LIBOR continues its improvement.

The trickle is turning more to a flow now as dollar LIBOR rates decline at a faster pace. All were down Thursday but the big moves were in the 'long end'. The 1-month LIBOR rate fell to 0.52% from 0.55% Wednesday. The 3-month fell to 1.23% from 1.29%. The moves are getting serious as they show the same kind of action as they did when they thawed following the original TALF initiative's announcement. Along with the commercial debt market improving there is some welcome news in the credit arena.

Devaluing your way to prosperity.

Back during the Bush administration we got to rail on some mundane issues such as that administration's consistent lack of support for the dollar. It subscribed to the old Baker school of thought Bush 1 used, thinking we could weaken the dollar, make our exports look more attractive to foreign buyers, and then voila, riches for our exporters.

That worked well didn't it. Scholars that actually have good economic track records, say Milton Friedman, show clearly how you cannot debase your currency into prosperity. That theory of cheaper exports sells some more goods but it is similar to raising taxes to raise tax revenues: it works at first because the money is there to tax. After that behavior changes, money is taken out of the economy and put into shelters, the economy slows, taxable income falls, and thus tax revenues. Higher rates, lower revenues. This is not theory. The world economies are replete with examples of failed attempts to gain an edge on prosperity using currency weakening policies.

The effects of what the federal government is doing is finally taking a serious toll on the dollar. A good rally from July 2008 as countries ran to the dollar for safety reasons was tested in December when some of the policies of the new Administration to come were getting aired. It was more than tested; it was nearly gutted. Then the dollar recovered on more fears in the world. It retreated in March in what looked like a normal pullback. The past two sessions, however, gutted the dollar. Massive, massive rises from the low 1.2 euros to 1.3664 euros Thursday.

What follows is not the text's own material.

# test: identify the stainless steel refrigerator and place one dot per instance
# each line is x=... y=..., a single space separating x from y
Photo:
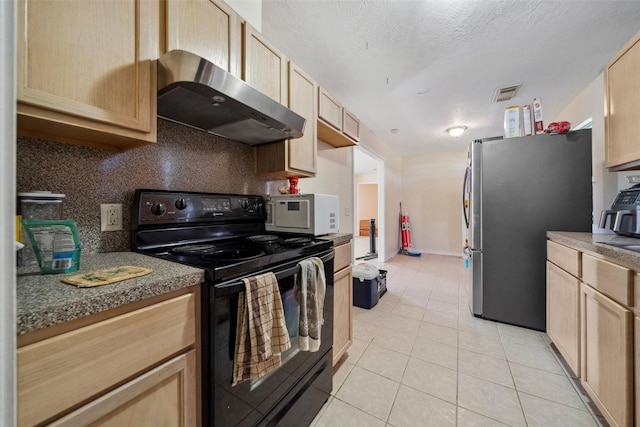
x=515 y=190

At the same time oil shot over $50/bbl, closing at 51.25, up $3.14. This despite the big build in crude and gasoline inventories and OPEC refusing to cut production further. Gold exploded higher, rising to 959.10, up $70 Thursday. A lower dollar and you have more expensive commodities. Copper, steel, and just about anything hard jumped higher Thursday. The weaker dollar takes more dollars to buy the goods and the trillions of dollars at the printing press suggests inflation down the road despite the Fed's continued denial of the inflation potential. Gold didn't jump $70 just on a weaker dollar.

It is not pretty and if the Fed and federal government are successful in getting us out of this credit induced 'decession' (our new word since people get mad when we say depression) we face potentially massive inflation. I don't want to go through that again and I don't want my kids to either. The worrisome part is that we may have dug a hole too deep to avoid it. Right now all we can do is work through it because it certainly does not appear that the Obama economic team is worried about that far into the future despite talk of making structural economic change. Of course we now know what that means and it is not the lofty 'make us great again' rhetoric uttered to the cameras.